Required files and DTDs
Minimal document structure
Every document within a PAULA corpus requires at least one instance of
each of the following three XML file types: a primary text data
file,
a tokenization
, and an annoSet
file. These
accordingly define the raw data, a basic segmentation of the data into
minimal units and a list of the files in the directory (see
documentation of the individual file types for details).

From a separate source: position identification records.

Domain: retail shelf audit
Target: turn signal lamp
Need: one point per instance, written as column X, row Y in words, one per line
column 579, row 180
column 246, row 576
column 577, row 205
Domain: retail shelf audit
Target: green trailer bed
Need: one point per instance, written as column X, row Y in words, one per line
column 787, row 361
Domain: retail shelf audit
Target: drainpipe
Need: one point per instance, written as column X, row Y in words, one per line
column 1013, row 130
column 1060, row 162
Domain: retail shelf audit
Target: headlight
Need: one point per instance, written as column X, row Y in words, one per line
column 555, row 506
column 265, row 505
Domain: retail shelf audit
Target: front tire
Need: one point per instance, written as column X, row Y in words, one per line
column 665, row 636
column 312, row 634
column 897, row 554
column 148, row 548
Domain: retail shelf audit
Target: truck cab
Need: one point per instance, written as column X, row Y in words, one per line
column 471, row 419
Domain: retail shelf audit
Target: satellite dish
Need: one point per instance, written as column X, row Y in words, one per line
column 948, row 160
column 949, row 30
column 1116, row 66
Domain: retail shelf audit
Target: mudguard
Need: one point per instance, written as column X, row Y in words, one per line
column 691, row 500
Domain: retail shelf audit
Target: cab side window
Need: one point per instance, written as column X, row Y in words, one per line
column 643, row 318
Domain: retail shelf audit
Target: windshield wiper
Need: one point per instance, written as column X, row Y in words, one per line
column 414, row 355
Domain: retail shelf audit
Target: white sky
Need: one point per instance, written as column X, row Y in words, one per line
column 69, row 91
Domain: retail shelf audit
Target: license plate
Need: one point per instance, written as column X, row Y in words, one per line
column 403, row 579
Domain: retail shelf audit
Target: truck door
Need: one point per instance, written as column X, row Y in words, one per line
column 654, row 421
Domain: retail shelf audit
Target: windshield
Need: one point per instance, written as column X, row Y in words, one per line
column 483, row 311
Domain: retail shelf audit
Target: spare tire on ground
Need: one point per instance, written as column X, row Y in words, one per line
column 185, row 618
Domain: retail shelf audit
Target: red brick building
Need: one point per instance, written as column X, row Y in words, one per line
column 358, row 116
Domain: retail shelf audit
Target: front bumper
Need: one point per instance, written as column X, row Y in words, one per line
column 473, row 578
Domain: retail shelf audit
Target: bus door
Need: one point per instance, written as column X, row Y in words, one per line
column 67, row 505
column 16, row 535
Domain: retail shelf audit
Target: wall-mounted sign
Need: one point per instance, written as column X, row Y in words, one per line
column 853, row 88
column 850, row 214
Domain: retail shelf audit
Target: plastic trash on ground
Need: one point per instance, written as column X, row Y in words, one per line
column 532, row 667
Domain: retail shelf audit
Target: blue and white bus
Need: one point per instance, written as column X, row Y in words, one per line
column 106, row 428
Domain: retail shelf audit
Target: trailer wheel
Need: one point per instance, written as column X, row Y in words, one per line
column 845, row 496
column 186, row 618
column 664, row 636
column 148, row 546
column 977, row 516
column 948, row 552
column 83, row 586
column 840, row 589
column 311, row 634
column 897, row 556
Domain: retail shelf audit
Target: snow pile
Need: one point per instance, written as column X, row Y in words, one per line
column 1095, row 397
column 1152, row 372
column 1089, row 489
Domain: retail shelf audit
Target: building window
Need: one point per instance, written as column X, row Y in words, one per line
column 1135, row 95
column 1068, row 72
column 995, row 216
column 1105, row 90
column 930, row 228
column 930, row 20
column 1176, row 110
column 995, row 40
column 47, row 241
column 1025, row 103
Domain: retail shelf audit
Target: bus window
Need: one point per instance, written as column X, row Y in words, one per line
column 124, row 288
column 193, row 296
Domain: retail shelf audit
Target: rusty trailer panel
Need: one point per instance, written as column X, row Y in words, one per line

Additionally, the relevant DTDs must be added which define these file types. At a minimum, the DTDs necessary for the required files above are:
paula_header.dtd
paula_struct.dtd
paula_mark.dtd
paula_text.dtd
The DTDs may be repeated in each document to simplify moving and adding documents at any point in the corpus structure (as in the examples in this documentation), or else DTDs can be saved in one folder (e.g. the corpus root) and referred to from each document using a relative path.
Additional DTDs
Beyond the DTDs in the previous section, if the document contains any
feat
annotations or an annoFeat
file, it will require the DTD
paula_feat.dtd
, and if it contains pointing
relations using the rel
element, the file
paula_rel.dtd
will also be necessary. A further DTD,
paula_multiFeat.dtd
, is needed if multiple feat annotations should be
defined in one XML file, see multifeats.
Usually the necessary DTDs are repeatedly included in every document
folder for validation purposes, though it is possible to include them in
only one folder and refer to them from each document using a relative
path (cf. the previous section). It is not necessary to include
paula_rel.dtd
or paula_feat.dtd
for corpora or documents that do not
contain pointing relations, even if some other documents in the corpus
do, though it may be recommended to have the same DTDs or DTD references
in all folders in case pointing relations or feature annotations are
added to further corpus documents later on. The following full list of
DTDs may therefore be included in every document:
paula_header.dtd
paula_struct.dtd
paula_mark.dtd
paula_text.dtd
paula_feat.dtd
paula_rel.dtd
paula_multiFeat.dtd